Сейм решил увеличить кварцяное войско до тридцати четырех тысяч воинов, литовское — до восемнадцати.
24 декабря сейм проголосовал за войну.
Ян Казимир, однако, даровал трем казачьим полковникам — послам Хмельницкого — шляхетское звание.
ЧАСТЬ ПЯТАЯ
БЕРЕСТЕЧКО
ГЛАВА ПЕРВАЯ
Даже снег в Горобцах пирогами пропах!
Мороз осадил село со всех боков. Все было в инее: колодезные журавли, дымовые трубы, прутики новых садов, воробьи и вороны. Даже воздух, покачиваясь на ветру, сиял на солнце тяжелой серебряной парчой, взыгрывая то розовым, то голубым пламенем. Казаки и казачки заперлись по хатам, и мороз, добираясь до них, рассадил у дверей самых хватких своих ребят. Стоило двери открыться, как они ломились гурьбою в сени, замораживая кринки с молоком, ведра с водой, но, правду сказать, ломились понизу. Поверху из хат перло таким густым теплом, таким злодейски огненным духом горилки, что Морозу крутило красный нос на сторону и слеза его прошибала.
Жизнь, как дерево, отрясла старые листья да и пустила в рост новые побеги. Под Рождество парубки и дивчины снова ходили по дворам с колядками, с песнями. Незло подшучивали над добрыми людьми и делали проказы людям заносчивым. А потом пришли Святки, когда снег хрустит и сияет, когда парубки впадают в мечтательность, а дивчины в тревогу, принимаясь гадать и ворожить.
Одним словом, Горобцы готовились отпраздновать Крещение. В селе все еще радовались миру, не знали, что у поляков клич по воеводствам: посполитое рушение.

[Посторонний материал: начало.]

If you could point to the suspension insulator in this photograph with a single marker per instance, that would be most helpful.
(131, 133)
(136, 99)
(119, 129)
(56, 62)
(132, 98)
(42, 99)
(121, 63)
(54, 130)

Не ведая о том, Павел Мыльский растратил талеры дворецкого пана Фирлея — купил три пары волов, три лощади для хозяйственных нужд, полдюжины коровок да дюжину овец. Селяне порешили давать своим панам на «поклон» по праздникам, но чтоб о барщине или еще о каких поборах и речи не было. Пани Мыльская и сын ее Павел не артачились, и село, принимая беглых да потерявшихся, росло и богатело. Рядом с часовенкой церковь поставили, хоть и деревянную, но большую.
Потому и ехали из соседних сел в Горобцы казаки и крестьяне, чтоб всем миром отпраздновать Крещение.
Поутру все лошади в Горобцах были запряжены в сани, санки, розвальни или оседланы. Скопом поехали к церкви слушать молебен. Это называлось ехать на Офань. От церкви покатили к реке.
На середине реки стоял, пламенел на солнце ледяной рубиновый крест. Чтоб цвет был, лед поливали свекольным квасом.
Полюбовавшись сверху на диво, тронулись на выгон. Отсюда была пробита санная дорога через поле, к лесу, от леса по гряде, там санный путь обрывался, и на выгон надо было скакать полем, без дороги.